Benchmarking Alternative Beta

The year 2015 will mark Mount Lucas’ 30th as an alternative investment manager. We formed as a CTA in the halls of Commodities Corporation in Princeton, New Jersey. Our particular mandate was to attract managed futures assets from the institutional marketplace. In doing so we became the first managed futures manager to register with the SEC as a Registered Investment Advisor. Just two years later our we created the MLM Index – the first price based index for Managed Futures – and possibly the first attempt at measuring alternative beta.


But what is a price based index for Managed Futures – what does that mean, what does it measure? I’m glad you asked. A key quality of any “good” benchmark is that it measures premium available to the investor. That is – the premium the investor should expect to earn by taking risk with his/her money. In the equity world, the investor invests his/her money into a company so that the company can grow and expand. The use of investor capital does not come for free; it must be paid for – a premium. In the equity example this premium comes in the form of capital appreciation and dividends. A simple benchmark measure of this premium can be created by buying a broad basket of stocks – the S&P 500.

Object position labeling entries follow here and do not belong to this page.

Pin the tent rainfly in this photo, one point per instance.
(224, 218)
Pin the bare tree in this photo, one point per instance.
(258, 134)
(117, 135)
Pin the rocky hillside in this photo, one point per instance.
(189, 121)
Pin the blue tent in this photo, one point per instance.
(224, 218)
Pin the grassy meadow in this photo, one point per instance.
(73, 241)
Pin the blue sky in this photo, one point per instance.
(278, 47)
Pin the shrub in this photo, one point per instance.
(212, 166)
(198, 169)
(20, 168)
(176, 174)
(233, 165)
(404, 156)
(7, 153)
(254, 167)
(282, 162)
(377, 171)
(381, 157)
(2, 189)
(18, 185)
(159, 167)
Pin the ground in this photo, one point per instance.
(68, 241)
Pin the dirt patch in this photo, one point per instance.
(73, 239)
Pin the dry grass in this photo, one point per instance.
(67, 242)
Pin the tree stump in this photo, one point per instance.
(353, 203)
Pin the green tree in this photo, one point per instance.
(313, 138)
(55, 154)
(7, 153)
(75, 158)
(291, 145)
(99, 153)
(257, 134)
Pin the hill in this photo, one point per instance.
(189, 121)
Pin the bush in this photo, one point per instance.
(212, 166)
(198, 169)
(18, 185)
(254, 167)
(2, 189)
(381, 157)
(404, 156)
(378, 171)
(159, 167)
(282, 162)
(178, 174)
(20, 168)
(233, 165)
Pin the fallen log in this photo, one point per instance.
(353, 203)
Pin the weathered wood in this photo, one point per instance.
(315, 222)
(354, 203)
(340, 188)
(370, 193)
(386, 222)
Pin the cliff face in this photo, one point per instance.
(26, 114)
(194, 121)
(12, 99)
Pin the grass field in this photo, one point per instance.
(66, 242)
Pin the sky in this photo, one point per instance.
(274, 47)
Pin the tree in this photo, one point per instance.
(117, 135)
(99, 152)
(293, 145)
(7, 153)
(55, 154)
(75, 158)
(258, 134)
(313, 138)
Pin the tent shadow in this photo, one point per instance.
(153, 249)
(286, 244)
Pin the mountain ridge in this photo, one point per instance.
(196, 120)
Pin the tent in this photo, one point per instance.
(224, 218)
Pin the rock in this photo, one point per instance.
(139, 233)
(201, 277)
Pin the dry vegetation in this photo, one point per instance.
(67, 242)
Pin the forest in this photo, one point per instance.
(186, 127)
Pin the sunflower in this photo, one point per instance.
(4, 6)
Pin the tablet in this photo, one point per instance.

The same premium can be earned in Managed Futures, but here we are not measuring Managed Futures, but “price risk premium”. Prices can be volatile, and as an input into the cost function of businesses, need to be controlled. This is why the futures market was created, as a mechanism for transferring price risk to the investor. Now, as we learned in the previous paragraph, investor capital does not come for free, a premium must be paid. The MLM Index is the benchmark that measures this “price risk premium”. When prices are more volatile, one can expect the premium businesses are willing to pay is larger, and when prices are stable, one can expect the premiums to be lower.